What is tagged PDF?
A tagged PDF is a PDF file which contains additional information to define its structure (wordflow, headers, tables, paragraphs, etc). This is really useful because it allows the content to be made accessible (the text can be read out because the flow is clearly defined) and for content reuse and processing. The content from tagged PDF files can be extracted as XML/HTML with many libraries including our JPedal PDF library.
Aren’t all PDF files tagged?
Sadly, No. About 20% of PDF files out there are tagged and the rest are much less usable. Tagged PDF is an option on creation. It cannot be added afterwards. The old argument against it used to be that it made the PDF files slightly bigger. But in an age where we have terabytes of storage, the value of slightly smaller files against being able to make them easily accessible, searchable and reusable is no longer valid.
Which PDF creators with make properly tagged files?

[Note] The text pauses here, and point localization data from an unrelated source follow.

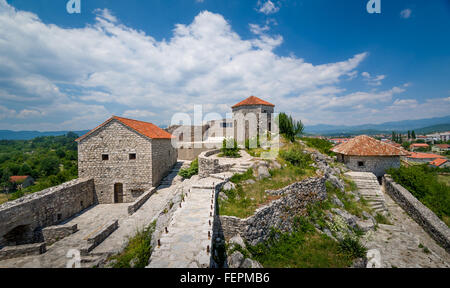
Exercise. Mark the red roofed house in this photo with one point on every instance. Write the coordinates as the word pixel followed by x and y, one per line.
pixel 125 157
pixel 415 146
pixel 251 117
pixel 440 163
pixel 441 148
pixel 423 157
pixel 366 154
pixel 22 181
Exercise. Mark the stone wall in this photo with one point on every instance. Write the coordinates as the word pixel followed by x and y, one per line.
pixel 437 229
pixel 154 159
pixel 22 251
pixel 21 220
pixel 376 165
pixel 164 157
pixel 53 234
pixel 278 214
pixel 242 118
pixel 132 208
pixel 208 165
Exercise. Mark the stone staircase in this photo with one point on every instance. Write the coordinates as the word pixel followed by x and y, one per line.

LibreOffice, Microsoft Office, InDesign and Acrobat will all create tagged PDF files (make sure the setting is enabled). If you want to check if your PDF files contain tagged content, read our post on How to find out if a PDF file has structured content.
Please use tagged PDF files!
Our recommendation is ALWAYS to create tagged PDF files. even if you do not think it matters now, it will make your PDF files much easier to use in the future.